How High Will the Ball Bounce After Losing Energy on Impact?

[greyradio]

[SOLVED] Conservation of Energy problem

Assuming there is no air friction, A 1.4 kg ball is dropped from a height of 2.68 m. It hits the ground, losing 1/12 of its energy in the collision. How high will the ball bounce upward before it comes momentarily to rest?


E = K sys + U sys
Ef = Ei
1/2mv^2 + mgh = 1/2mv^2 + mgh

I've attempted this problem but I seem to be missing some piece of information and I have run out of ideas hopefully someone can point me in the right direction.

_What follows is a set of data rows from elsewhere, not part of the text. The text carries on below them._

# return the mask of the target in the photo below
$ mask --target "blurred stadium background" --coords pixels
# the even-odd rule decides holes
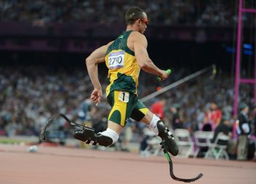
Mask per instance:
[[[212,123],[207,115],[211,102],[215,101],[220,117],[230,120],[230,139],[236,141],[237,116],[233,107],[238,2],[0,0],[0,142],[37,144],[42,126],[59,112],[98,131],[106,129],[110,106],[105,98],[99,107],[89,100],[93,88],[85,58],[125,29],[124,14],[135,5],[143,9],[150,19],[146,31],[150,57],[160,68],[173,70],[163,83],[142,72],[140,98],[215,64],[216,74],[212,69],[207,70],[145,104],[151,108],[165,99],[166,124],[173,130],[187,130],[193,140],[196,131]],[[244,0],[243,7],[256,9],[256,1]],[[244,13],[242,20],[241,77],[255,80],[255,14]],[[103,88],[107,85],[107,72],[104,64],[99,66]],[[250,108],[252,141],[255,139],[254,93],[254,85],[240,84],[238,105],[246,103]],[[92,148],[72,138],[72,129],[67,122],[57,120],[54,128],[58,131],[50,134],[49,142]],[[214,129],[210,131],[214,132]],[[140,149],[141,153],[143,142],[150,136],[147,134],[143,124],[131,121],[120,142],[110,149],[138,153]],[[236,148],[228,153],[230,159],[236,159]],[[252,159],[252,154],[249,160]],[[194,151],[189,156],[193,155]]]

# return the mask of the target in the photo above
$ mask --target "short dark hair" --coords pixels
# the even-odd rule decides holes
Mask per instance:
[[[138,7],[130,7],[125,14],[127,24],[132,25],[137,20],[143,18],[144,17],[143,12],[145,12]]]

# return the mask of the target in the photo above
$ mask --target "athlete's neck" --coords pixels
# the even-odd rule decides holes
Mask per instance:
[[[131,31],[131,30],[138,31],[138,29],[135,28],[135,25],[128,25],[127,27],[127,31]]]

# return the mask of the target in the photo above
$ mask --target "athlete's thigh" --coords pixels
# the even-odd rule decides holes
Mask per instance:
[[[108,96],[108,100],[112,107],[108,115],[108,120],[114,122],[121,126],[125,126],[127,119],[131,115],[135,107],[134,93],[114,91]]]

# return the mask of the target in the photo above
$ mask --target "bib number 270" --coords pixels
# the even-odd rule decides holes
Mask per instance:
[[[110,69],[124,67],[124,51],[118,51],[109,55],[108,65]]]
[[[127,103],[129,101],[129,92],[120,91],[118,99],[124,103]]]

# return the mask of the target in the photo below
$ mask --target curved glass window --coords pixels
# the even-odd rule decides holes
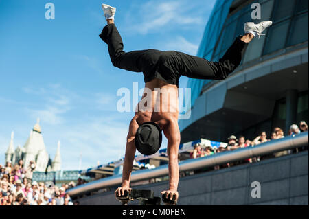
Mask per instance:
[[[295,17],[292,22],[288,46],[308,41],[308,14]]]
[[[264,54],[284,47],[289,25],[290,20],[287,20],[269,29],[264,48]]]
[[[273,25],[263,32],[266,36],[255,38],[248,46],[242,63],[264,55],[308,41],[308,0],[256,0],[261,4],[261,20],[252,20],[252,1],[244,1],[241,8],[230,7],[236,0],[218,0],[206,26],[197,56],[218,61],[237,36],[243,34],[245,22],[271,20]],[[229,13],[230,12],[230,14]],[[201,91],[210,80],[190,78],[192,107]]]

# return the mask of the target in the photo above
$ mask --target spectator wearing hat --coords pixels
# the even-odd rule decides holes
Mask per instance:
[[[297,134],[299,134],[300,132],[301,132],[301,131],[297,124],[292,124],[290,126],[290,135],[297,135]]]
[[[233,150],[237,149],[238,147],[238,143],[237,143],[237,138],[235,135],[231,135],[227,139],[227,150]]]
[[[214,154],[211,146],[207,146],[205,148],[205,156],[210,156]]]
[[[299,123],[299,127],[300,128],[299,128],[297,125],[296,125],[296,124],[293,124],[292,126],[290,126],[290,132],[292,132],[292,135],[297,135],[297,134],[299,134],[303,132],[306,132],[308,130],[308,125],[305,121],[301,121],[301,122]],[[301,146],[301,147],[299,147],[297,148],[295,148],[293,151],[293,152],[298,153],[301,151],[308,150],[308,146]]]
[[[5,165],[5,174],[11,174],[11,172],[12,172],[12,161],[8,161],[6,162],[6,165]]]
[[[23,190],[23,187],[21,186],[21,181],[18,179],[16,181],[16,195],[18,196],[19,194],[21,194],[23,198],[25,198],[26,194]]]
[[[271,139],[275,140],[277,139],[277,133],[275,132],[272,132],[271,134]]]
[[[199,143],[197,143],[194,146],[194,149],[193,150],[193,152],[190,153],[190,158],[196,159],[198,157],[201,157],[201,154],[202,150],[201,148],[201,145]]]
[[[279,127],[276,127],[273,129],[273,132],[276,133],[276,139],[282,139],[284,137],[284,132]]]
[[[25,170],[25,178],[27,178],[27,181],[30,183],[32,181],[33,172],[36,169],[36,162],[34,162],[34,161],[30,161],[30,162],[29,162],[29,166]]]
[[[299,129],[301,132],[308,132],[308,125],[305,121],[301,121],[299,123]]]

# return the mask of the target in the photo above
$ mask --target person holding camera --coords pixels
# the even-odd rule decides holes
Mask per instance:
[[[29,183],[32,181],[32,176],[34,170],[36,169],[36,162],[34,161],[30,161],[29,162],[29,166],[27,168],[25,173],[25,178],[27,178]]]

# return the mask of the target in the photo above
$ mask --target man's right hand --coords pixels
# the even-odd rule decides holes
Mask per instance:
[[[115,192],[115,195],[116,196],[116,197],[117,194],[118,194],[118,196],[122,196],[124,195],[124,191],[128,191],[130,193],[131,190],[132,189],[128,185],[122,186],[116,189],[116,191]]]

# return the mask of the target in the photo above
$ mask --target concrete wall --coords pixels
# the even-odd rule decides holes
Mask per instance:
[[[181,178],[179,205],[308,205],[308,152]],[[251,196],[251,183],[261,185],[261,198]],[[168,181],[135,187],[154,195]],[[120,205],[114,192],[78,200],[81,205]],[[137,203],[131,203],[137,204]]]

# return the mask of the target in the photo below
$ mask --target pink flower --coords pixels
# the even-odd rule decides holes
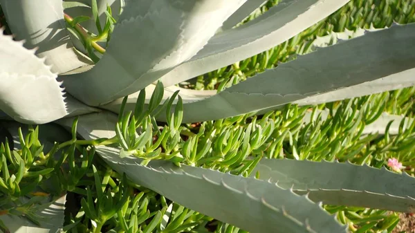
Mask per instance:
[[[390,167],[392,170],[396,171],[400,171],[400,169],[402,169],[402,163],[399,162],[395,158],[387,160],[387,166]]]

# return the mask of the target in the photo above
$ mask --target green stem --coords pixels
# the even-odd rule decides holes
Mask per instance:
[[[69,25],[72,25],[72,22],[73,21],[73,19],[68,15],[67,14],[64,14],[64,19],[65,21],[69,24]],[[73,26],[73,28],[80,34],[81,37],[84,39],[84,42],[85,44],[91,44],[92,48],[95,48],[97,51],[98,51],[101,54],[104,54],[105,53],[105,48],[100,46],[95,40],[93,40],[91,37],[85,31],[84,28],[82,28],[80,24],[76,24]]]
[[[97,223],[97,227],[93,230],[93,233],[101,233],[101,229],[104,223],[101,223],[100,222]]]
[[[72,144],[74,144],[74,143],[75,145],[79,145],[105,146],[105,145],[117,143],[117,142],[118,142],[118,138],[116,136],[109,138],[109,139],[98,138],[98,139],[90,140],[75,140],[75,141],[73,140],[68,140],[68,141],[66,141],[65,142],[60,144],[57,147],[57,150],[59,150],[64,147],[71,145]]]

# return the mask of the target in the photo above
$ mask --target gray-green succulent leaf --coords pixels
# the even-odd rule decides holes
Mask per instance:
[[[415,210],[415,178],[349,162],[263,159],[252,174],[324,204]]]

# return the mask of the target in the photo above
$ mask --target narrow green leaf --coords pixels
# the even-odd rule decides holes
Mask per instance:
[[[157,212],[156,216],[151,219],[151,221],[144,228],[142,233],[151,233],[153,230],[160,223],[161,221],[162,214],[160,211]]]

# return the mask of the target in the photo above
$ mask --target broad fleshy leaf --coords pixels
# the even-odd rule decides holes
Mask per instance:
[[[62,76],[65,87],[91,106],[133,93],[196,55],[245,1],[126,1],[104,55],[87,72]]]
[[[56,75],[22,44],[0,30],[0,109],[28,124],[46,123],[67,115]]]
[[[116,120],[110,113],[81,116],[79,132],[86,139],[107,138],[115,135]],[[59,122],[67,127],[71,123],[68,119]],[[185,165],[179,168],[164,161],[142,166],[140,159],[120,158],[113,147],[98,147],[97,152],[134,183],[250,232],[346,232],[344,226],[306,196],[268,181]]]
[[[74,50],[65,30],[62,0],[1,0],[0,3],[16,38],[24,39],[28,48],[38,48],[37,55],[46,59],[53,72],[64,73],[91,63]]]
[[[257,19],[216,35],[196,56],[160,80],[169,86],[247,59],[295,36],[349,1],[282,1]]]
[[[242,6],[235,11],[225,22],[223,25],[218,30],[218,32],[224,31],[230,29],[239,24],[243,19],[246,19],[256,9],[261,7],[267,2],[266,0],[248,0]]]
[[[44,124],[62,117],[100,109],[88,106],[64,93],[62,83],[44,59],[13,41],[0,30],[0,109],[13,120]],[[64,95],[66,96],[64,97]]]
[[[385,167],[347,162],[264,159],[252,174],[324,204],[415,212],[415,178]]]
[[[181,89],[183,122],[270,111],[288,103],[328,102],[414,84],[415,44],[412,41],[415,38],[415,24],[366,32],[360,30],[354,36],[358,37],[300,55],[216,95],[212,91]],[[165,98],[177,88],[166,88]],[[137,93],[129,97],[127,109],[133,109],[136,96]],[[120,102],[116,100],[103,108],[118,113]],[[165,116],[158,120],[165,120]]]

Since there are no non-conservative forces then W non conservative = 0 and there are no external forces so that Work is equal to zero.

change in mechanical E = Ef = Ei

Ef = Ei
1/2 m vf^2 + mghf = 1/2 m vi^2 + mghi

I assumed that the final hieght is zero and the initial height is 2.68m. I also assumed that the initial velocity is 0.

1/2 mvf^2 + mg0 = 1/2 m 0 + mghi
1/2 mvf^2 = 1/2 mghi
1/2 (1.4) vf^2 = (1.4)(9.81)(2.68)

i found vf^2 using kinematic equations = 52.5816 m^2/s^2

36.80712 = 36.80712

Since the final energy is 36.80712 and when it collides with the ground the energy disspates by 1/12.
So :
36.80712/12 = 3.06726

So I made the the inital energy of the first bounce.

Ei = Ef
3.06726 = 1/2mv^f + mgh
3.06726 = 0 + mgh
3.06726 = mgh
3.067/mg = h
.22333 = h

This is what I calculated the height to be but this is wrong.

I'm not sure what I'm missing or if I should be looking at it in a different way.

 

[Raza]

PART 1
Potential Energy
E=mgh
E=(1.4)(9.8)(2.68)
E=36.77N
Energy Lost= 36.77/12=3.06N
Total Energy Left= 36.77-3.06=33.71N
The amount of 33.71N is being carried on to the next step.

PART 2
E=mgh
33.71=(1.4)(9.8)(h)
33.71=13.72h
h=2.45m

I am not sure that my work is correct.

 

[Dick]

If it loses 1/12 of it's energy KE in the collision, then it's energy after the collision is (11/12)*KE, isn't it? And while I think you are doing this essentially correctly, you could do it a lot more simply. (2.68m)*m*g=(1/2)*m*v^2=KE. After the bounce the KE is (11/12)*KE. So (x)*m*g=(11/12)*KE, where x is the rebound height. So x*mg=(11/12)*(2.68m)*mg. You don't need to know m or g.

 

[Dick]

PART 1
Potential Energy
E=mgh
E=(1.4)(9.8)(2.68)
E=36.77N
Energy Lost= 36.77/12=3.06N
Total Energy Left= 36.77-3.06=33.71N
The amount of 33.71N is being carried on to the next step.

PART 2
E=mgh
33.71=(1.4)(9.8)(h)
33.71=13.72h
h=2.45m

I am not sure that my work is correct.

Dead right. (11/12)*2.68~2.45. Now simplify the calculation.

 

[greyradio]

Thank you. I did not subtract the dissipated energy from the original. Thanks to all that helped.